Futures this week is pleased to welcome Tom Easton and Jack McDevitt with their timely story Blood will tell. Jack previously appeared in Futures back in 2006 with a story about a US election called The candidate. In this week’s tale the pair team up to examine a remarkable business opportunity. Here they reveal the origins of the tale — as always, it pays to read the story first.
Writing Blood will tell
We all know that conferences are great places to forge collaborations. Jack and I are old friends, but it wasn’t till we were having lunch at the World Science Fiction Convention in Kansas City, Missouri, (far from our homes in Georgia and Massachusetts) that we decided to collaborate at last. I was telling him about the recent work on infusing young plasma into old mice (stemming from older parabiosis work) and finding rejuvenating effects. I noted that researchers are looking for the ‘active ingredient’ and finding candidates. Then I offered a bet that one’s own young plasma would work better than someone else’s. He was telling me about a panel on time travel (remember: science fiction convention) he was going to be on. We looked at each other and said, “Hmmm…”
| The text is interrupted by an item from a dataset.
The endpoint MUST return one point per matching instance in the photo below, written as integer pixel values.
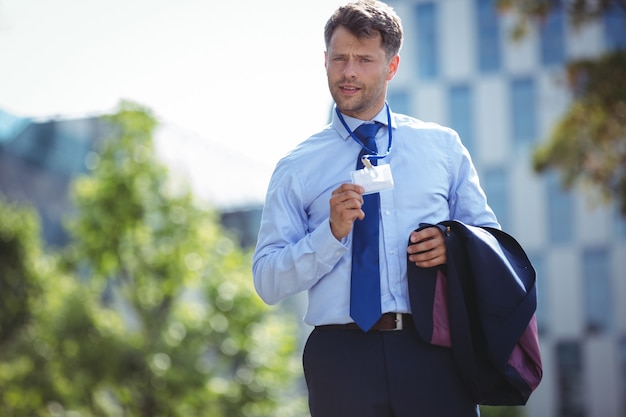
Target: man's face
(358, 71)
The idea that autologous plasma would work better than heterologous would not be hard to test using same and different strains of inbred mice. Testing the idea on people would take much longer. But that need not stop entrepreneurs. Just think of cryonics: the idea that freezing your body or head until whatever ails you can be cured (along with freezer burn) makes a certain amount of intuitive sense but it has never been tested. Banking your own plasma when young in the hope that it will rejuvenate you in old age has a good deal more support. In fact I’m surprised that no one has yet set up a company to do it.
Of course, now that Jack and I have described the basic business plan, we do insist on a cut of the action.
And no, we did not miss the possibility that using time travel to get your own (or a relative’s) young plasma could explain vampires.